Answered by: Nan Hampton


I have identified a version of Evening Primrose Oenothera biennia L. In my yard, Livonia Michigan. These plants range in height from 5-8+ feet. Is this typical? The references I find indicates 3-5 feet.


Our page for Oenothera biennis (Common evening-primrose) says 2-6 feet.  The USDA Plants Database Plant Guide gives the maximum height as 25 dm=8.2 feet.  Illinois Wildflowers says it grows to 7 feet tall.  Ohio Perennial & Biennial Weed Guide says the maximum is 6 feet.  University of Wisconsin Robert W. Freckmann Herbarium site says 2-6 feet and so does Minnesota Wildflowers. There are, then, several estimates for height, but I don't think yours are too far out of the ordinary.

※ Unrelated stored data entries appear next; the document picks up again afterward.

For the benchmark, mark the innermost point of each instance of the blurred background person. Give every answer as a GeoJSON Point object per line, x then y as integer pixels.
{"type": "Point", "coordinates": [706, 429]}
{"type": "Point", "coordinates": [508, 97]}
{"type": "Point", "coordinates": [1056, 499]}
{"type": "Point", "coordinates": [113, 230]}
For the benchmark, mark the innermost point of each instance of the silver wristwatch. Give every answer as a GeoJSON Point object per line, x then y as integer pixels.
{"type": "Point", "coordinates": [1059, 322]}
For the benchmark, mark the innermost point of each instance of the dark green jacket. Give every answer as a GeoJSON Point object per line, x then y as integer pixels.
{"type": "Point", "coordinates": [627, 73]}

There are several factors that can affect the maximum height of any plant.  One of these mentioned in the article, Seed weight effects on growth and reproduction in Oenothera biennis L. (by Katherine L. Gross and Marleen L. Kromer in the Bulletin of the Torrey Botanical Club, Vol. 113, no. 3, pp. 252-258) is that the soil type affects the height of the plant.  In a soil-sand mix the average height was 88.9 ±15.0 cm (appx. 3 feet 5 inches) and in greenhouse soil (without sand) it was 123.5 ± 4.0 cm. (appx. 4 feet 2 inches). The soil-sand mix was 50:50 regular greenhouse soil:sand. (Incidentally, the seed weight was not shown to have an effect on maximum growth.)  Many species that prefer growing in full sunlight react to heavy shade by becoming tall and, often, spindly.  Also, there could possibly be genetic variation that would account for the excess height of your evening primroses.